When I left home for two weeks to visit Uganda, my wife Whitney and I spent a week planning to help her manage the house and two toddlers. We had to because, point blank, we're largely on our own.
To be clear, our parents drive the hour or so to come help if we ask. Our siblings are glad to provide a meal. Whitney is part of several women's groups at church and they do sweet things for her.
It's not near enough.
When I rolled into one village after another in Uganda I saw the women work together, pass babies, watch after the kids, even breastfeed the hungry together.
I'm not writing this to throw anyone under the bus, but to highlight an ill of our way of life in the United States. And provide a few solutions.
Look, my Mom and Mother-in-law can't help much, they work 9-5's, live an hour away, their pet's need care, and they have busy lives of their own. Most of our church family is a 15-minute drive, and they too work or have multiple kids of their own.
Despite living in a dense neighborhood, there aren't many stay-at-home Mom's within a walk of our house, in fact, there aren't any. Whitney mostly meets nanny's and grandparents at the park. And when she does meet a stay-at-home mom, they typically have an impenetrable routine of activities.
I don't know of any mom's who simply join each other in the monotony and mess of everyday life at each other's homes on a regular basis.
And that makes me really sad.
We work hard (both parents) to be wealthy, we're spread out, we've got all the gear, the activities, the outsourced child care--but @@we don't have the rich and authentic community with our neighbors that African's have.@@
As a result, I believe, we're eroding quality of life, especially for Mom's who bear an overwhelming burden, who dip in and out of loneliness, who have few places they can go without feeling like they have to "get ready."
I'm also saddened by how many people lack empathy for these mom's. Especially a generation of mom's who raised their own children in isolation as a single mom or as a result of living far from family.
The unspoken message is that moms need to suck it up and pull it off like they did it, largely alone. Their @@hearts have been hardened over years of separation from the type of community the Church is supposed to have@@ (read the book of Acts).
Now look, my blog is all about building up the Church, about solutions; here's what I've got:
- Family, make time. Do you really have to work, or can you make a lifestyle change to be with your family? Can you move closer, even for a week, a month, 6 months? It was a game-changer when my Mom came to California for two weeks when we had our 2nd. This will be one of the greatest mutually life-giving investments you can make.
- Learn a Mom's schedule. It can feel like everything revolves around mom's. Most just keep their head above water and a tight nap and feeding schedule greatly helps with child behavior. You've got to ask questions to understand their schedule and how you can help within it. And be flexible for changes.

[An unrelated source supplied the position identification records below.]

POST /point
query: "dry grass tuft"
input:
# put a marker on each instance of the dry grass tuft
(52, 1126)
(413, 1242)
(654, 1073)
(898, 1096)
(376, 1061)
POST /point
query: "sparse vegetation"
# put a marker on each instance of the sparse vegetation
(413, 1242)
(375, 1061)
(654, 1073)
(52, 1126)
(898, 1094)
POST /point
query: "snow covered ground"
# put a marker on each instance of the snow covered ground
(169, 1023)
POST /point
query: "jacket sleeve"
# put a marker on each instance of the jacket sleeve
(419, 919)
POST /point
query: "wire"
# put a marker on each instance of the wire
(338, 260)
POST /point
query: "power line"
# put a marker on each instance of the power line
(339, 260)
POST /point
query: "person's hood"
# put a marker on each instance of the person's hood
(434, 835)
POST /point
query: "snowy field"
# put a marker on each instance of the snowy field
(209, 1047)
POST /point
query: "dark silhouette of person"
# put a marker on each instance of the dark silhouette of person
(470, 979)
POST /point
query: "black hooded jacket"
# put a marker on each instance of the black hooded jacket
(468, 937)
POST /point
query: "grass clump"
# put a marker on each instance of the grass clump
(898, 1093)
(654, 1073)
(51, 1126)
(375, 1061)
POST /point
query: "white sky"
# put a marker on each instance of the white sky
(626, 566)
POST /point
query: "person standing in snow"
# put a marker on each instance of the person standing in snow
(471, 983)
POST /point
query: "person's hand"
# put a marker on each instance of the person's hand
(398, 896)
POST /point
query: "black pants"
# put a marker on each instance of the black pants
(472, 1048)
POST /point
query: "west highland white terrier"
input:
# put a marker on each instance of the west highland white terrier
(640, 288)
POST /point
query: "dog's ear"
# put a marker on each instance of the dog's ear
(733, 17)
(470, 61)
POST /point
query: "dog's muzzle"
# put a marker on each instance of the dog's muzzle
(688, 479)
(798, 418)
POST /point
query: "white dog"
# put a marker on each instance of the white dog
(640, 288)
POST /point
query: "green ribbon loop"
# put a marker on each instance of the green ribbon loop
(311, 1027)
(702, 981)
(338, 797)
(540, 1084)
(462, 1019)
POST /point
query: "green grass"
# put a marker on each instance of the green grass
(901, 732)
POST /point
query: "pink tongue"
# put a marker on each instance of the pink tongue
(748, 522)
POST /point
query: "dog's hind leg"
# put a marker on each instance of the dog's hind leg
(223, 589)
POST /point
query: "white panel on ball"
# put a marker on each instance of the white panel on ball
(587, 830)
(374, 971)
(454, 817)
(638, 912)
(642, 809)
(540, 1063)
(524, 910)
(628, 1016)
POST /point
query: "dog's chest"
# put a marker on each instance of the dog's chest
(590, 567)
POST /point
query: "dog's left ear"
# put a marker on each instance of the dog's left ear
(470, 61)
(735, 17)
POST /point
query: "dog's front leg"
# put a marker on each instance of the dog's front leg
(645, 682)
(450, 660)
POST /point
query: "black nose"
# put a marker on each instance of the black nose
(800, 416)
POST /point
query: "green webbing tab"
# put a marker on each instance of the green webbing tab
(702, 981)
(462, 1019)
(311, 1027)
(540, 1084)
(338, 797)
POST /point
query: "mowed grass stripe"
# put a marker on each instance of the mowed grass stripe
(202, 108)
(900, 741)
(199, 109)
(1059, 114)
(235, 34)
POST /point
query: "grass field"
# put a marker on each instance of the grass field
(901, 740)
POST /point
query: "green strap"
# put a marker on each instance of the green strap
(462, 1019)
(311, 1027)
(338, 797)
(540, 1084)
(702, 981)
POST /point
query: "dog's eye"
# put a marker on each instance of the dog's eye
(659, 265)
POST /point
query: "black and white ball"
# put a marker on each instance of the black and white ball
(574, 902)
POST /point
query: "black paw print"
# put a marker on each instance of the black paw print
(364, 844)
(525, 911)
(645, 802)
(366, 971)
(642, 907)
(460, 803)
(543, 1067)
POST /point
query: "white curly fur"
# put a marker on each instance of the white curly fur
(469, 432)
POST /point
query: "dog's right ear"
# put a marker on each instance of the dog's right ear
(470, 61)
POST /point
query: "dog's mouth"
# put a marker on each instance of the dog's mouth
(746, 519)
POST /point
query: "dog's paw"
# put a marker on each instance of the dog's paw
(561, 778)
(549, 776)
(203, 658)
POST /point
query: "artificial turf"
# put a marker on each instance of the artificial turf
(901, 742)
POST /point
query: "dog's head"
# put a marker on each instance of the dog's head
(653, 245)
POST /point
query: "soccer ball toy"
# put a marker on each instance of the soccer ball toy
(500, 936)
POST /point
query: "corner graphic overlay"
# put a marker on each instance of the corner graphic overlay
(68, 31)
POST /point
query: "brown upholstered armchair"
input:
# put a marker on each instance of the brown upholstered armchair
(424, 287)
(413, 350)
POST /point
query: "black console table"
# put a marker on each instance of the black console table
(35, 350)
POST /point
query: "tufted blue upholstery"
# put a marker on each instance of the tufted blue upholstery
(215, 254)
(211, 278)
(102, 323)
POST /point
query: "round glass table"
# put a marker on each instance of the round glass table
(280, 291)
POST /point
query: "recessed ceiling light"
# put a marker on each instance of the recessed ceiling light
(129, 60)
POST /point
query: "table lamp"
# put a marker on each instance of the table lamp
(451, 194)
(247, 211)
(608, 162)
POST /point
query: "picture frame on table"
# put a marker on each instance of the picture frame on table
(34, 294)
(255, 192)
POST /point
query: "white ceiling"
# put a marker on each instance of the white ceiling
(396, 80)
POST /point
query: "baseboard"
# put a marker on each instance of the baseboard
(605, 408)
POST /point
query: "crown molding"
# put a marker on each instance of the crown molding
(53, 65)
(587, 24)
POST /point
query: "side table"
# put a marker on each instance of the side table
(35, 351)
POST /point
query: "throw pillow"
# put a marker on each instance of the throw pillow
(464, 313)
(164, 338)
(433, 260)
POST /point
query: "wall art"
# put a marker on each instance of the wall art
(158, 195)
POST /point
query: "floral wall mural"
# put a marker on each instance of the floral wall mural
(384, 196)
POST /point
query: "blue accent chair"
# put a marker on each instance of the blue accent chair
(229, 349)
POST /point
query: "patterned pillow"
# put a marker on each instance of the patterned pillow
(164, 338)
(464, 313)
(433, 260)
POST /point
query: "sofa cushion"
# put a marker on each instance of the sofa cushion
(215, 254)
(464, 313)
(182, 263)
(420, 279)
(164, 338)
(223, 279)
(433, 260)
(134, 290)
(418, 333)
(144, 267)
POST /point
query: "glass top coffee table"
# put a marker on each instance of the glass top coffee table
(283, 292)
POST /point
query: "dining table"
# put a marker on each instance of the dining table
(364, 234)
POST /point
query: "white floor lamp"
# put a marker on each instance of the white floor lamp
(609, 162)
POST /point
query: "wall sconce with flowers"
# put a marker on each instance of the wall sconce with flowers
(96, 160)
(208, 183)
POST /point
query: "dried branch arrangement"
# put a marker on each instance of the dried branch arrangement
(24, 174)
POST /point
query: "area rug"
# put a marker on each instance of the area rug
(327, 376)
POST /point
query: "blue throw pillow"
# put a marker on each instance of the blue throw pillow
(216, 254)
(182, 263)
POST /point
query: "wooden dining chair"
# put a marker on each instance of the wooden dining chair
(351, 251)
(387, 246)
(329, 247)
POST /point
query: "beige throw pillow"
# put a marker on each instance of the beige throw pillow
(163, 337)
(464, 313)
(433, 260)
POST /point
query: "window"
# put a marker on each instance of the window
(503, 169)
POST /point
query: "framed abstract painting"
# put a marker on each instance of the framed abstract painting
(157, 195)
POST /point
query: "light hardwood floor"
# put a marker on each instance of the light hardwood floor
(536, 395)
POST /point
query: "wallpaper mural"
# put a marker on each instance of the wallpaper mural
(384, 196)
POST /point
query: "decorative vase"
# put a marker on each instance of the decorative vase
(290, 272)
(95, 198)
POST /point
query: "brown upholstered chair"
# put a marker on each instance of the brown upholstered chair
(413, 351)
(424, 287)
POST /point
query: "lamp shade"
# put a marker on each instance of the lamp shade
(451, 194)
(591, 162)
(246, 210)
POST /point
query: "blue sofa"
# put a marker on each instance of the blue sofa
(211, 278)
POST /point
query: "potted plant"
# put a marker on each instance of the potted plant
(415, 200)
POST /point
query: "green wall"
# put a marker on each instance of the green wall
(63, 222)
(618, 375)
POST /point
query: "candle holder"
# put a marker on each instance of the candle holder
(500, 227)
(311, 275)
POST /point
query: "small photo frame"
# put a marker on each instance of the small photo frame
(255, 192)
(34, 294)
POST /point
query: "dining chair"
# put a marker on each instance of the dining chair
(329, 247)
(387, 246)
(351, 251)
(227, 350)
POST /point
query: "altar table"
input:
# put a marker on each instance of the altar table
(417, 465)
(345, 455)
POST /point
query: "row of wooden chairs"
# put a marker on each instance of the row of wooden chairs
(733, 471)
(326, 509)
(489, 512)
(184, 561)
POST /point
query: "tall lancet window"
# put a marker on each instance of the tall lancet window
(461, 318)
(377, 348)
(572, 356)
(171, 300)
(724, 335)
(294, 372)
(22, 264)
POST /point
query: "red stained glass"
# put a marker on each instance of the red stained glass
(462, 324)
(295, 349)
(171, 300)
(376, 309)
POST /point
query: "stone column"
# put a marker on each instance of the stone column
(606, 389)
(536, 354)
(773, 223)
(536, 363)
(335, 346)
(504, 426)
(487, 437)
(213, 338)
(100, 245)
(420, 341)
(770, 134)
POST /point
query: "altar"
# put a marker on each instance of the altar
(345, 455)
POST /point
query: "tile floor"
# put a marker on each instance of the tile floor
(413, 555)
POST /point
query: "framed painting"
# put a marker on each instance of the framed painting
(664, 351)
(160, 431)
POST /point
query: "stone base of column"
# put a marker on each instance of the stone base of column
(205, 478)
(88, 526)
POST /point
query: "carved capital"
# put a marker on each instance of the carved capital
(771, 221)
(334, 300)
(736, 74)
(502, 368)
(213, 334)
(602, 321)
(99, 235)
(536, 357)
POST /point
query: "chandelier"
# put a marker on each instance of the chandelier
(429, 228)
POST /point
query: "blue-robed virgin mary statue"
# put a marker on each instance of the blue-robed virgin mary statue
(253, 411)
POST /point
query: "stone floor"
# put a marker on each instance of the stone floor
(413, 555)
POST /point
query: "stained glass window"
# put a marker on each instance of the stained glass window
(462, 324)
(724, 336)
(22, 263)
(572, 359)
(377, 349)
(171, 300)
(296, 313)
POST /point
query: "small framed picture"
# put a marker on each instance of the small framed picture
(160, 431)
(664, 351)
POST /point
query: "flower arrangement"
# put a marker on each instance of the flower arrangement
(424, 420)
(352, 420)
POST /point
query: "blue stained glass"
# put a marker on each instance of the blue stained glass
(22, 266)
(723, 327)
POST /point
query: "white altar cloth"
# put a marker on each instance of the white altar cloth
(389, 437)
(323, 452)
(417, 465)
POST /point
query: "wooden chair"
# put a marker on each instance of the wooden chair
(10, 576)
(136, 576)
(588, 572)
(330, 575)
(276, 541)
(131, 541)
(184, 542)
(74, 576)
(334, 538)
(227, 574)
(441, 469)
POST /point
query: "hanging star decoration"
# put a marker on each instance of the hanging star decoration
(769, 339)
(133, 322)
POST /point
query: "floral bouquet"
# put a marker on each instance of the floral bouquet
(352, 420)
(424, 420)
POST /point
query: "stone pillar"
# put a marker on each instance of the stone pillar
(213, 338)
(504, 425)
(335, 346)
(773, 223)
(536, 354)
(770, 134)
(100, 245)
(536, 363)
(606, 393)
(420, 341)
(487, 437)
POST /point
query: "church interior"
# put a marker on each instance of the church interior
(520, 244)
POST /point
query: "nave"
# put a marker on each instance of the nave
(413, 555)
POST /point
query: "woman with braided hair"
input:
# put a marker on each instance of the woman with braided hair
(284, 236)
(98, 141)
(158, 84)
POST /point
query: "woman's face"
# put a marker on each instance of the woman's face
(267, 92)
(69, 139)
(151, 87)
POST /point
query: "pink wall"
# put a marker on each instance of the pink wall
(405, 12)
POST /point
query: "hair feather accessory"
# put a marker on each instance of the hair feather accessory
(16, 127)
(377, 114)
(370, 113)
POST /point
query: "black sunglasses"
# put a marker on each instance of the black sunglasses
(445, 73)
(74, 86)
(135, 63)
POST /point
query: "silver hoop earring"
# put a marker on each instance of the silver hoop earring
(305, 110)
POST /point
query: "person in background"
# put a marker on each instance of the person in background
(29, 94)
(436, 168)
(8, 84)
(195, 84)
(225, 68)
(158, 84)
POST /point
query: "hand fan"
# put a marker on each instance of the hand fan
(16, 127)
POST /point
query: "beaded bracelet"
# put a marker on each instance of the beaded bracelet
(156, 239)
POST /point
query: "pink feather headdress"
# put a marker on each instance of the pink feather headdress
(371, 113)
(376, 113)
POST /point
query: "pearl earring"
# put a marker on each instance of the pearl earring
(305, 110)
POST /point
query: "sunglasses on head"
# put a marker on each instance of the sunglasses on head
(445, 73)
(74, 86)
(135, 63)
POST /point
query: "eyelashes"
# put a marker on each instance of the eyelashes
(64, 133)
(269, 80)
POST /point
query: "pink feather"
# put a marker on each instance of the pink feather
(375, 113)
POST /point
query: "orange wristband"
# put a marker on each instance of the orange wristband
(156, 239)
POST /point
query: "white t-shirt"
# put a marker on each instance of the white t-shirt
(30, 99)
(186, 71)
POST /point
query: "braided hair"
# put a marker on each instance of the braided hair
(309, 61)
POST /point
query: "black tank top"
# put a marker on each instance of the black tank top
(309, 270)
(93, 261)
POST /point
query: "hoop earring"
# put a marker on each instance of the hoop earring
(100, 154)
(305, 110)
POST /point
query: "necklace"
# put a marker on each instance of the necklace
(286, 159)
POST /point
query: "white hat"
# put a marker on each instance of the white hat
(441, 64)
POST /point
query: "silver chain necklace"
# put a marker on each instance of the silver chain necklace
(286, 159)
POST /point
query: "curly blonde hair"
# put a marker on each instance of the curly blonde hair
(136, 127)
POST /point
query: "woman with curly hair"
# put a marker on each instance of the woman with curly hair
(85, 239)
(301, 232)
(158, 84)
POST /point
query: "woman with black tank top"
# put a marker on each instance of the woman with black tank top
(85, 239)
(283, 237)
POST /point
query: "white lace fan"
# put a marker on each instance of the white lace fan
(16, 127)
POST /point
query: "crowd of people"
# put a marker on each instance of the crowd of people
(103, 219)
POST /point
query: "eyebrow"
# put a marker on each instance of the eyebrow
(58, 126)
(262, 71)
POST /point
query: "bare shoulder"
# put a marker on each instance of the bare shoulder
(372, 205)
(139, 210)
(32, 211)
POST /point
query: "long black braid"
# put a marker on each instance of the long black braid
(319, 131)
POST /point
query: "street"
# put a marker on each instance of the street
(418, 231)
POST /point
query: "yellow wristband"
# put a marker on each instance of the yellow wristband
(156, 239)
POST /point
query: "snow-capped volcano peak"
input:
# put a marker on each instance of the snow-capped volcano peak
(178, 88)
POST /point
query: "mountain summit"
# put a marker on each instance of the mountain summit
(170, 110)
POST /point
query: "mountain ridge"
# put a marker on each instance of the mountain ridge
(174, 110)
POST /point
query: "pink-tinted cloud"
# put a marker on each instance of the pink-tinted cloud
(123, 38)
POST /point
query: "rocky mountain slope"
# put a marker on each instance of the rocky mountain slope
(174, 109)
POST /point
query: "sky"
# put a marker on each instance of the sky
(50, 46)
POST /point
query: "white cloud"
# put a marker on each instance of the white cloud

- A regular presence is gold. Given that Mom's have tight schedules, its a great boost when you committing to some regular, a couple hours every Wednesday, for example. We just had a friend offer to take the boys every couple Friday's, now we plan on getting caught up on that day. It's HUGE for us.
- Give a Mom permission to be herself. In our society, Mom's often feel like they've got to meet a certain standard to even leave the house. The reality at home is much messier, and often they don't want to let others in. Let a mom know you're okay with her and her home, in any state, in advance.
- Look around your neighborhood. Proximity is EVERYTHING, that's why African's can be so available to each other, their village is small and they don't have to load up the car for a visit. Want to bless a mom? Look right in your own neighborhood to ensure you can truly be available.
- Look around your church. In my own church, I'm texting with a few other men who's wives are in the same boat as my own. If you see a young family with their hands full, ask how you can bless them.
- Be encouraging, and don't give unsolicited advice. It seems like where help is hard to come by, advice is aplenty! And for a mom who is struggling, the last thing they want to hear is how you were able to figure it out, or about some mom who has it harder. Best to say, "I think you're doing a great job!" or to just keep quiet if you can't actually help.
- Prayer and notes go a long way. Maybe you're too far away to help and can't move. I know Whitney has been incredibly blessed to get a text from a friend saying they're praying for her that day. One time, her own Mom sent a card saying she's doing a great job and when we read it we both teared up. It's still on our fridge a year later as an encouragement to us.
- Be a proactive servant. A lot of Mom's are afraid to ask for help. So initiate and stick with it. We have had two friends recently offer to watch the boys once a week. One came over and jumped in to take the boys to play and later asked if she could fold laundry. Such a simple act, but Whitney and I will never forget her desire to serve us in that way.
- Often help = holding a baby. Most baby's want to be held by a human, which is awesome, but it's hard to do other stuff like discipline kids, make a meal, etc. Holding a baby is one of the most peaceful, calming, quiet joys one can have in this frenetic world. I LOVE holding babies now, and I guess I'm just a little surprised there isn't a line of people at our door wanting to hold ours too. In summary, go hold someone's baby (just make sure you're not sick).